Analysis: Or is the tech giant more interested in shifting handsets?
Apple Pay is somewhat dividing the security world right now over smartphone payments. Steve Jobs’ company may be latecomers to the market, but it has serious pulling power, with about 44% of mobile users running iOS, according to NetMarketShare.
But there’s more to it than numbers. In the words of Winston Bond, European technical manager for mobile security firm Arxan, Apple is "quite good at taking old ideas and making them exciting again. I’m not sure Apple Pay is that different to NFC (near field communication) pay but now it’s in the headlines once more."
Many in the payments industry feel it has long been dragging its feet over mobile. "It’s important to remember that this is not new technology; it’s taken almost half a decade to get us to this point," said Chris Wade, head of strategic programmes at Sage Pay."So while we welcome this move from Apple, the impact might take a little while to fully work through."
According to Bond, whose company creates tools for mobile app developers to improve their security, financial groups are increasingly looking to turn people’s phones into bank cards. "We’re certainly seeing a lot of interest from the supply side from people wanting to start providing the technology to do this," he said.
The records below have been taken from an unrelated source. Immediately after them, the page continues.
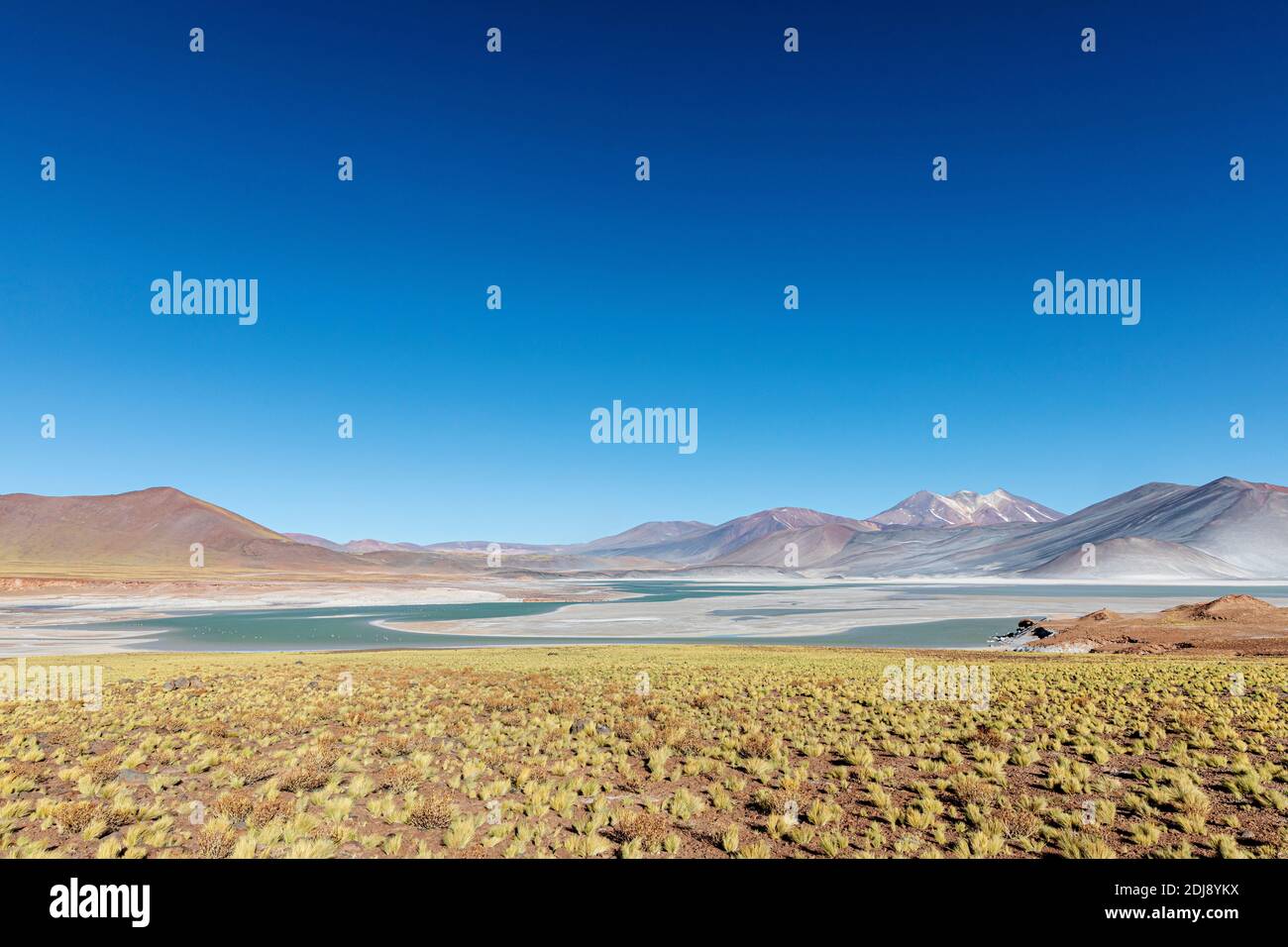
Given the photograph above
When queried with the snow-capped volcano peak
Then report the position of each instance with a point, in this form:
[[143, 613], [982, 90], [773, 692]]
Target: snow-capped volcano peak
[[966, 508]]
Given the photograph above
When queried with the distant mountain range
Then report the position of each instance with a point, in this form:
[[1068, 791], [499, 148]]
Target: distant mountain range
[[1228, 528]]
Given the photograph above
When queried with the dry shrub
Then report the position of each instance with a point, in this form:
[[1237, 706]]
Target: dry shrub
[[215, 841], [72, 817], [399, 779], [250, 770], [268, 809], [303, 779], [649, 827], [235, 805], [432, 810]]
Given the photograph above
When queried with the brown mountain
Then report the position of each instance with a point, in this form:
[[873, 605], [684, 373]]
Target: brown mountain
[[149, 534]]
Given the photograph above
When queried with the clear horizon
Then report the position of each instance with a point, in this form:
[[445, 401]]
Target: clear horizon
[[767, 170]]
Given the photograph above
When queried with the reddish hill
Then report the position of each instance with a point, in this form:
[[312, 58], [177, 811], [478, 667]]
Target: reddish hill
[[147, 534]]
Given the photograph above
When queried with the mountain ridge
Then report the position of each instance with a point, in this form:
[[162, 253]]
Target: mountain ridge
[[1227, 528]]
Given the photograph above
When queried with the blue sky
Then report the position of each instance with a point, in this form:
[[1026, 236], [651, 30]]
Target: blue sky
[[518, 169]]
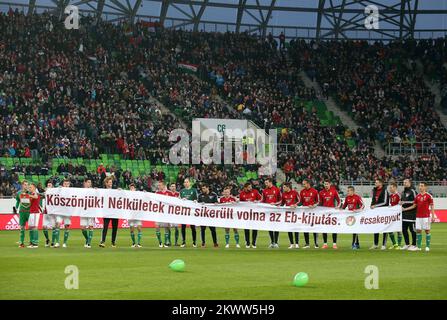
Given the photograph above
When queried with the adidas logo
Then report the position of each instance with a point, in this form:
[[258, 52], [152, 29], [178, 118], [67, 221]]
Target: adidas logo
[[13, 224], [125, 224]]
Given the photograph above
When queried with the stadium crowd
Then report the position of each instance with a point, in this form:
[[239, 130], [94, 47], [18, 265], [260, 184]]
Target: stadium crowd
[[82, 93], [379, 84]]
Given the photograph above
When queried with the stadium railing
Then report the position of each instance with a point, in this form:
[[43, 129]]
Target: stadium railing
[[415, 148]]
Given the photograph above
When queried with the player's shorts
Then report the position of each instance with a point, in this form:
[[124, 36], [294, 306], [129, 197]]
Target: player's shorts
[[23, 218], [164, 224], [423, 223], [87, 222], [63, 219], [135, 223], [48, 221], [33, 220]]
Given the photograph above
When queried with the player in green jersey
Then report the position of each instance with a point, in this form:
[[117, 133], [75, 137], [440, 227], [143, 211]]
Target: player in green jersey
[[135, 223], [188, 193], [23, 204]]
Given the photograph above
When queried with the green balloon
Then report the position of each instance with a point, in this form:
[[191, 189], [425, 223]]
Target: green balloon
[[177, 265], [301, 279]]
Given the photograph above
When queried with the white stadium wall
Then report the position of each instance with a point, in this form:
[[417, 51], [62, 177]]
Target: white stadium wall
[[7, 204]]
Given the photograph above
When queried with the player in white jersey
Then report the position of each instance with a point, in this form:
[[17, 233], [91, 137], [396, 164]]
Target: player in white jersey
[[135, 223], [175, 193], [48, 221], [87, 223], [62, 220]]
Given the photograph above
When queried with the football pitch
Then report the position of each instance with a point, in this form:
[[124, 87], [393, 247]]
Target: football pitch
[[129, 273]]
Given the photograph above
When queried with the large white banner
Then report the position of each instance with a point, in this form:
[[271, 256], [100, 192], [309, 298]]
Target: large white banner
[[154, 207]]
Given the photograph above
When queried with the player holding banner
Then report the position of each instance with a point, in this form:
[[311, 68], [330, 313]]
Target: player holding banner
[[34, 215], [167, 227], [48, 219], [62, 219], [291, 198], [135, 223], [87, 223], [394, 201], [23, 204], [309, 197], [228, 198], [425, 213], [250, 195], [272, 195], [354, 203], [188, 193], [174, 193], [329, 198]]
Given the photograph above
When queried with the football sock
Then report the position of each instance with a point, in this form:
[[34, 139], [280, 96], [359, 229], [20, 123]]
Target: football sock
[[428, 239]]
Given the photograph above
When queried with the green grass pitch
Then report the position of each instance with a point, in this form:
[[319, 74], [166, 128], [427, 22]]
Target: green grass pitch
[[128, 273]]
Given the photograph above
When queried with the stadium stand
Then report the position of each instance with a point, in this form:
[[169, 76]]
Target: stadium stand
[[70, 101]]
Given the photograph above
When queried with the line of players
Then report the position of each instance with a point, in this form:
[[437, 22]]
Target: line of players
[[418, 212]]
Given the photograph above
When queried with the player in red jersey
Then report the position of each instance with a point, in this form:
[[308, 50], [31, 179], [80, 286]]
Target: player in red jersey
[[291, 198], [354, 203], [227, 198], [425, 213], [176, 194], [272, 195], [34, 215], [329, 198], [310, 198], [251, 195], [394, 201], [167, 227]]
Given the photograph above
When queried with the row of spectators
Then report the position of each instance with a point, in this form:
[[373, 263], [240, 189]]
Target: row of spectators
[[80, 93], [74, 94], [380, 84]]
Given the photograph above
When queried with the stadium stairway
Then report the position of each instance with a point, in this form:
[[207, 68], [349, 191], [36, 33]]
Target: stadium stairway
[[436, 90], [166, 110], [345, 118]]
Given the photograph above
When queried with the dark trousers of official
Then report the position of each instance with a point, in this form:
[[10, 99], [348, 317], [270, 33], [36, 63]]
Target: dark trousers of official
[[213, 234], [291, 237], [106, 222], [334, 237], [409, 225], [355, 240], [306, 238], [377, 236], [254, 236], [193, 232], [274, 236]]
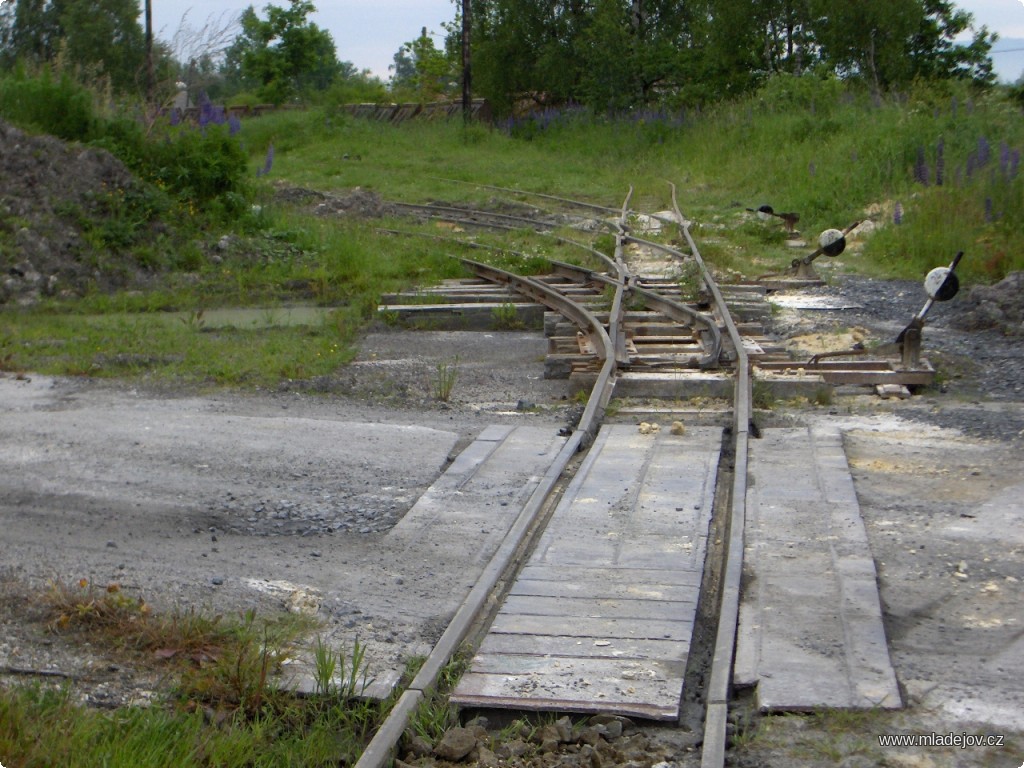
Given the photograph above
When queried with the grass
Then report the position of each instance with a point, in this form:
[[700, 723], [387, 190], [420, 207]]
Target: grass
[[800, 144], [222, 708]]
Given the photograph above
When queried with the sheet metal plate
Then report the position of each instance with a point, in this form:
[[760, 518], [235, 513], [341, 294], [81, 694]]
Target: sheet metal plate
[[601, 616]]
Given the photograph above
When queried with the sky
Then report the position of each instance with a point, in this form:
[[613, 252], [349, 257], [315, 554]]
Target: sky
[[369, 33]]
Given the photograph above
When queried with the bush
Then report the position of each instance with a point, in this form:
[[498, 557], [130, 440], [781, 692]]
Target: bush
[[58, 107]]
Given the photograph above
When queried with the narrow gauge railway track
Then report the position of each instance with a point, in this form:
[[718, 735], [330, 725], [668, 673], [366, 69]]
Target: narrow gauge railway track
[[616, 589], [607, 341]]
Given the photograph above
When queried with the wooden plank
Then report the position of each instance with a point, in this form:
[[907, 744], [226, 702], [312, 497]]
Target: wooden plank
[[810, 622], [579, 647], [608, 573], [579, 607], [643, 670], [602, 614], [606, 590], [646, 629]]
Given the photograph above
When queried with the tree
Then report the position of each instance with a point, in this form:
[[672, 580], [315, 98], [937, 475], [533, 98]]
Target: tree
[[99, 36], [283, 55], [421, 68]]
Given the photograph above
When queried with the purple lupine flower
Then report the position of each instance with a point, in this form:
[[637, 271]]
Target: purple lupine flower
[[268, 163], [921, 168], [984, 152]]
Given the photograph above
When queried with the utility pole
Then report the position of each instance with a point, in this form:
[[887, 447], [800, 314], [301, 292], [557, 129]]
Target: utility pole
[[148, 51], [467, 74]]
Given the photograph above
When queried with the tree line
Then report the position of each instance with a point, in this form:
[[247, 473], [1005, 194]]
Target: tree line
[[609, 55]]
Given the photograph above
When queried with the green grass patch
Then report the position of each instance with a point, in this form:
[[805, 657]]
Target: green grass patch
[[222, 707]]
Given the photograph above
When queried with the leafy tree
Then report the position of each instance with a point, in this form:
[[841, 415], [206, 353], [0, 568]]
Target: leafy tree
[[283, 55], [423, 70], [99, 36], [630, 53]]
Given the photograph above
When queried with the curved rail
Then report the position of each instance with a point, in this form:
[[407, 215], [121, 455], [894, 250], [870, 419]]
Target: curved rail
[[717, 695], [379, 751], [610, 349]]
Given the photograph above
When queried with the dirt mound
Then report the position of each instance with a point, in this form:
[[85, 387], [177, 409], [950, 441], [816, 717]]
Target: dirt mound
[[999, 306], [58, 203]]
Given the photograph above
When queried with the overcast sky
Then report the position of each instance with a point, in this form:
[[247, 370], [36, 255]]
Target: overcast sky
[[368, 33]]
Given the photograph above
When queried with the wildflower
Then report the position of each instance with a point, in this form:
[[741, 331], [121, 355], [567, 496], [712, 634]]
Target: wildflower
[[268, 163], [984, 152], [921, 168]]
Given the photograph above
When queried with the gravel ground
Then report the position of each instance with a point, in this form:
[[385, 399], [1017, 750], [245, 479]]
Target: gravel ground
[[272, 500]]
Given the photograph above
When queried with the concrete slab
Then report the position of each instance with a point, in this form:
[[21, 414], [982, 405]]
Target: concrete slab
[[810, 621]]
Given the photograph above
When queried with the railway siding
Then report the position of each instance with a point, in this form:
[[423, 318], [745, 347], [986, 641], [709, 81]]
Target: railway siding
[[810, 622], [601, 616]]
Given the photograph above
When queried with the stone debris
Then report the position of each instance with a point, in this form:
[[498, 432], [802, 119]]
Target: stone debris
[[599, 741]]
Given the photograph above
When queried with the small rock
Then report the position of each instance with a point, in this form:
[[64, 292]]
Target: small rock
[[456, 744], [487, 759], [514, 749], [416, 747]]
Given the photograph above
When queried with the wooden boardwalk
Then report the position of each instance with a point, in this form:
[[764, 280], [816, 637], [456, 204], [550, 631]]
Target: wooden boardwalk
[[600, 617]]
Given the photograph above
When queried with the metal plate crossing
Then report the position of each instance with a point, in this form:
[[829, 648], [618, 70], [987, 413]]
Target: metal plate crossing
[[600, 617], [810, 622]]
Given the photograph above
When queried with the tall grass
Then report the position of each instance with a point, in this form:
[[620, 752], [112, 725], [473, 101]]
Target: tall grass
[[804, 143], [946, 159]]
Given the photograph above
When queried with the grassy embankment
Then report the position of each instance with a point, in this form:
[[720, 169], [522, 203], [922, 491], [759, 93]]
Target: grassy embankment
[[943, 164], [799, 145]]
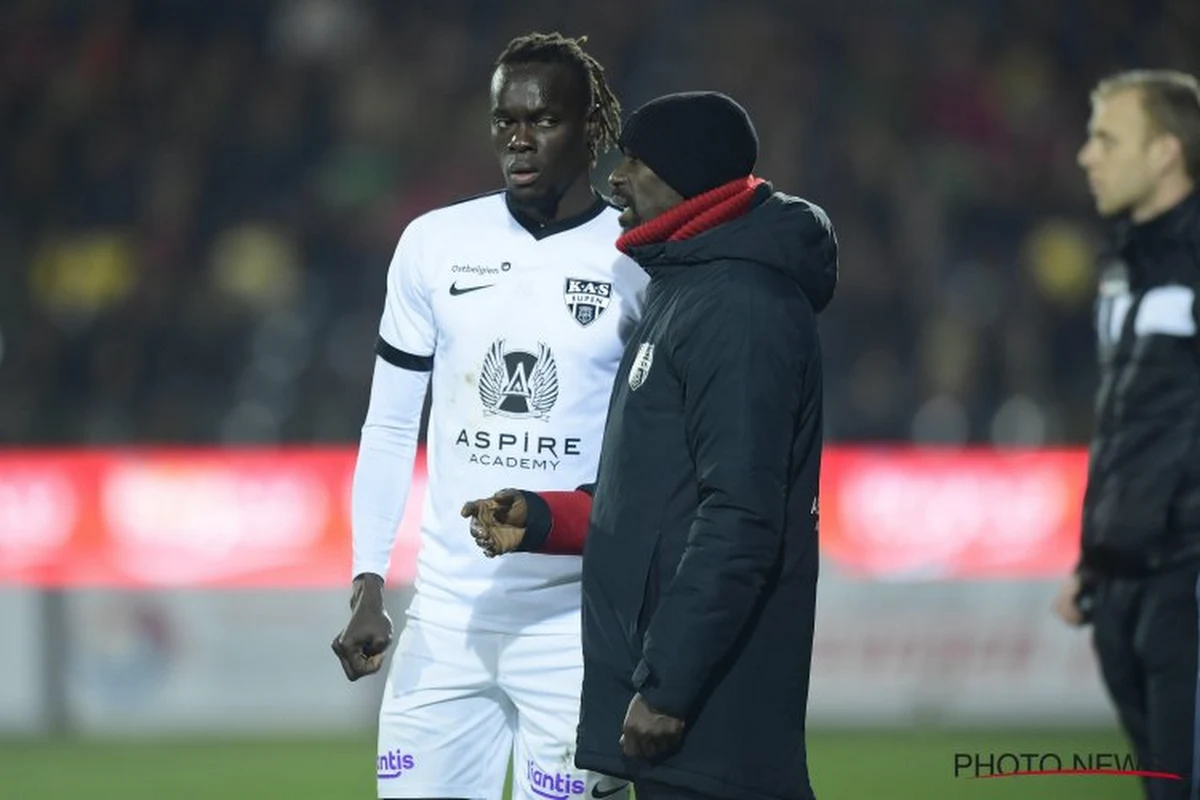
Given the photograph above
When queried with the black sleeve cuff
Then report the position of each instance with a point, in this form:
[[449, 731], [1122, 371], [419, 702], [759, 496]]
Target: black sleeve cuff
[[397, 358], [538, 523]]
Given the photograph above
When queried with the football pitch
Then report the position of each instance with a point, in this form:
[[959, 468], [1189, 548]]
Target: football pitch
[[846, 765]]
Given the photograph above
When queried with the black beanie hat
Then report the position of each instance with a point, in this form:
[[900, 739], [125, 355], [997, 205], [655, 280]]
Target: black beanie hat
[[694, 140]]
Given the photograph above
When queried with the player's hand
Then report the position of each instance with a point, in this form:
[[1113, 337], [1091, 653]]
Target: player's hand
[[497, 523], [1066, 602], [647, 733], [363, 643]]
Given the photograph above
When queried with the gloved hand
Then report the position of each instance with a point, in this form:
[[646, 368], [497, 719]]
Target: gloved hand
[[498, 523]]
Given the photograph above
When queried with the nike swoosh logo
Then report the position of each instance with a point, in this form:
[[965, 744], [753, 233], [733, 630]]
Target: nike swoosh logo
[[455, 290]]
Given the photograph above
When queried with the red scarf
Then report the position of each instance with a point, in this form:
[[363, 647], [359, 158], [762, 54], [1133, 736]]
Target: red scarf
[[695, 216]]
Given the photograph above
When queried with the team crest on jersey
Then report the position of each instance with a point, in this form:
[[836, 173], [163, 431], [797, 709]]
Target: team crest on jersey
[[641, 368], [587, 299], [517, 383]]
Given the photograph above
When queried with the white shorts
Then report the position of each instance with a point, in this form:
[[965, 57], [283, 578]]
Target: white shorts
[[460, 705]]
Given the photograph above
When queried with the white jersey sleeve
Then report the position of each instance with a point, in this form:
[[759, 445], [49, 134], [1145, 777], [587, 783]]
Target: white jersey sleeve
[[388, 447]]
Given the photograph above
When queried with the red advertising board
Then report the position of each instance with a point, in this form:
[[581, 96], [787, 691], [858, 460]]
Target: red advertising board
[[251, 517]]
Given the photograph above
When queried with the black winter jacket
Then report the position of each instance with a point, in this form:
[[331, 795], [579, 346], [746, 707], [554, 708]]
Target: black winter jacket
[[700, 569], [1141, 510]]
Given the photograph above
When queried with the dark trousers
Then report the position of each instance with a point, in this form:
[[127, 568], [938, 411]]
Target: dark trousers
[[1146, 632], [652, 791]]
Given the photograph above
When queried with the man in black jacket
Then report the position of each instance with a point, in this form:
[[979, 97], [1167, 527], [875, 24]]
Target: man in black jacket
[[700, 561], [1138, 579]]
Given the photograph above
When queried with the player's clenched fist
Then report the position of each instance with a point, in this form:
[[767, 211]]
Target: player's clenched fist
[[497, 523], [363, 643]]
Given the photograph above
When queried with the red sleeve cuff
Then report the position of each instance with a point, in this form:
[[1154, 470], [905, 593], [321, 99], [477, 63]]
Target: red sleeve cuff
[[569, 513]]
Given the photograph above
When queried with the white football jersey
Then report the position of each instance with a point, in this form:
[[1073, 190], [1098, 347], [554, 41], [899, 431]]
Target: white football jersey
[[525, 329]]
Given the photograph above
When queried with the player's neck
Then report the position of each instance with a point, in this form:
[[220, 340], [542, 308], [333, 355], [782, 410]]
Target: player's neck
[[577, 199]]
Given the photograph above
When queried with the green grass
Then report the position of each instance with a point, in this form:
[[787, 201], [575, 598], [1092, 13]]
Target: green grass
[[893, 765]]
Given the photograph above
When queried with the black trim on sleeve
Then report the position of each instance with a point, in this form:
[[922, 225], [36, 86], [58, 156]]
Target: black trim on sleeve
[[538, 523], [403, 360]]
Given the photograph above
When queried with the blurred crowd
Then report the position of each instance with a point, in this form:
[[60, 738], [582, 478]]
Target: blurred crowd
[[199, 198]]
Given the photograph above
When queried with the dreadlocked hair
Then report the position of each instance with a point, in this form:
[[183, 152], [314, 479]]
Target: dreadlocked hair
[[556, 48]]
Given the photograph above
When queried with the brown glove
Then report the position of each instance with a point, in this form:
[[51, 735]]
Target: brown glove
[[497, 523]]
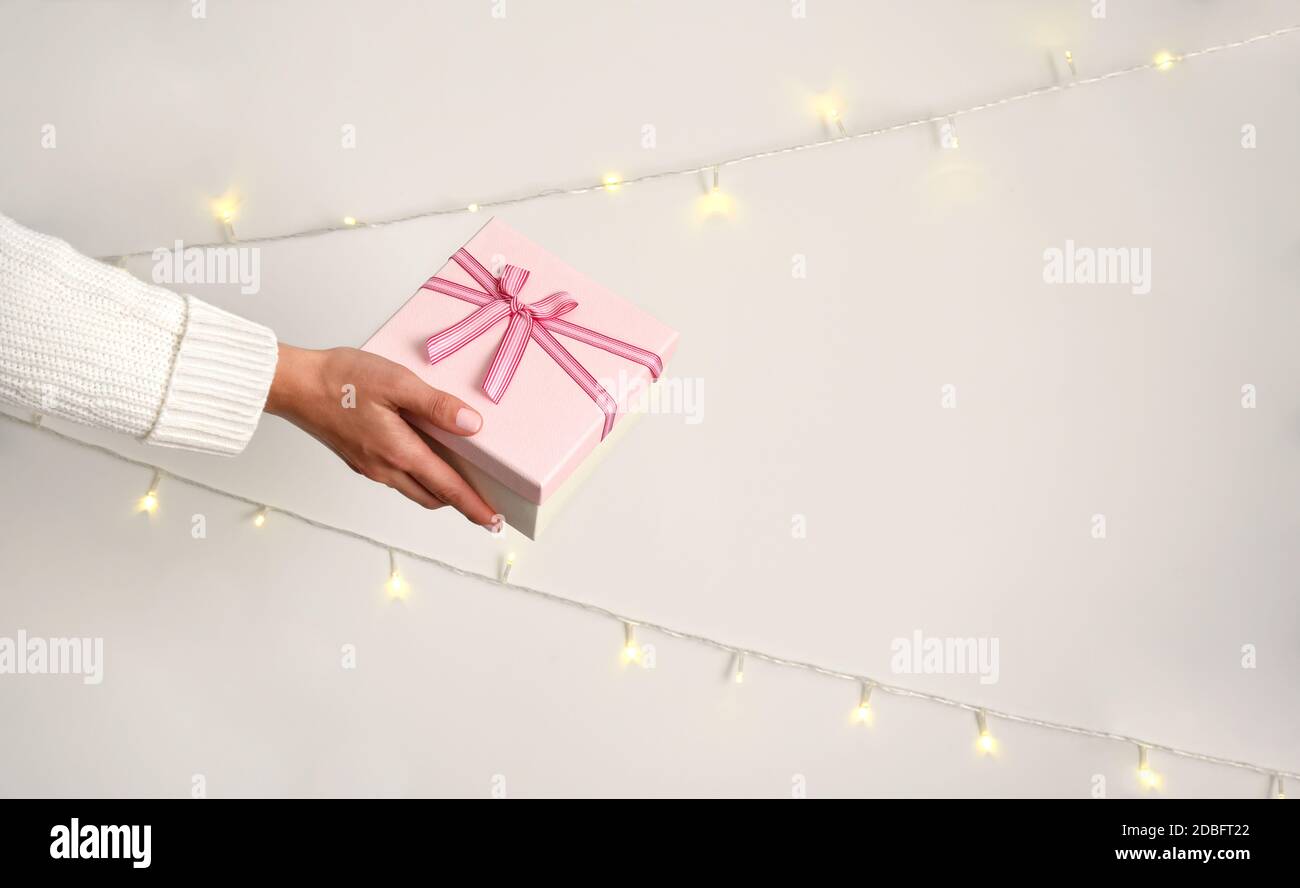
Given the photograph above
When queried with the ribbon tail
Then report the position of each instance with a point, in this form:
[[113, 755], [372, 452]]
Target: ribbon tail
[[446, 342], [579, 373], [458, 290], [508, 354], [648, 359]]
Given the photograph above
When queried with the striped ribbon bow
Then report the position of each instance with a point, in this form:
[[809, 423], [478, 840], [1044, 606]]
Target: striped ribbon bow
[[537, 321]]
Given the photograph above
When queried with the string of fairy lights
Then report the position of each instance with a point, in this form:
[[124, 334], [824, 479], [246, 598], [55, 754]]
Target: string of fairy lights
[[633, 650], [715, 200]]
But what does it mean for security?
Comparing phones to bank cards
Security has never been a world of absolutes, but rather managing risk on a sliding scale. In this sense mobile payments has to compete with bank cards and contactless payments. A big divide in finances between Europe and the US is the prevalence of Chip and PIN in the former, compared to the prevalence of magnetic stripes in the latter.
"If you are looking at it from a magnetic stripe the only way is up," Bond said. "If you are looking at it from Chip and PIN the only way is down." The good news for consumer is that Apple’s approach takes advantage of the latter technology, in the form of a chip that comes with the phone.
Using a chip to secure payments is one old method of dealing with the security concerns surrounding mobile payments, according to Richard Moulds, vice president of strategy at Thales e-Security. The other method uses the phone as a conduit for the payments process through tokens that expire after one use, which Apple is also employing.
"What Apple did, I think, was the best of everything," Moulds said. The reason it took so long is that the firm waited for a "critical mass" before it made its move: "Most of the point of sale (PoS) devices in the US could not communicated wirelessly until fairly recently."
What changed is that in the US the card processing firms Visa and MasterCard pushed for retailers to switch to PoS systems that could process Chip and PIN cards, partly because of the risks of fraud associated with magnetic stripes, but also out of a desire to take payments from international tourists more easily. As a bonus, many of these systems also allow NFC payments.
In a departure from their reputation as disruptors Apple has taken advantage of existing technology and infrastructure that has built up without their involvement. "That sends a strong message to the security industry they’re not trying to reinvent the wheel here," Moulds said.
Tying up the market
"Up until Apple stepped in you had quite a fragmented market," Greg Day, EMEA chief technology officer at security firm FireEye, told CBR. Unlike iOS, Google’s Android is a confusion of handset makers, app developers and security firms, an ecosystem that has proved quite difficult to tie together.
Consumer uptake of mobile payments has certainly been slower than expected. Last year the research firm Gartner cut its forecast for mobile transaction volume after growth failed to live up to hype around the world, especially in North America and Africa. Even so, more than 450 million people are expected to be using the tech by 2017.
Given that Android is even more popular than Apple it seems unlikely that Google will not respond to this development in iOS. NFC and chips are already present on Android devices, and there’s no reason that security companies could not make use of tokens on the platform. In other words, security is not the issue.
Some argue that mobile payments are only slightly more convenient than cards, and setting up the ecosystem is, as some have said above, considerably more challenging. In the end most of those CBR spoke to saw it more likely to supplement old forms of payment than be a wholesale replacement, and some suggested contextual mobile marketing was the real draw for Apple.
"Mobile payments is really about mobile selling," Moulds said. "I doubt Apple care very much if you’re paying using the mobile. They care about getting you into the store in the first place."
For now at least, that appears to be true.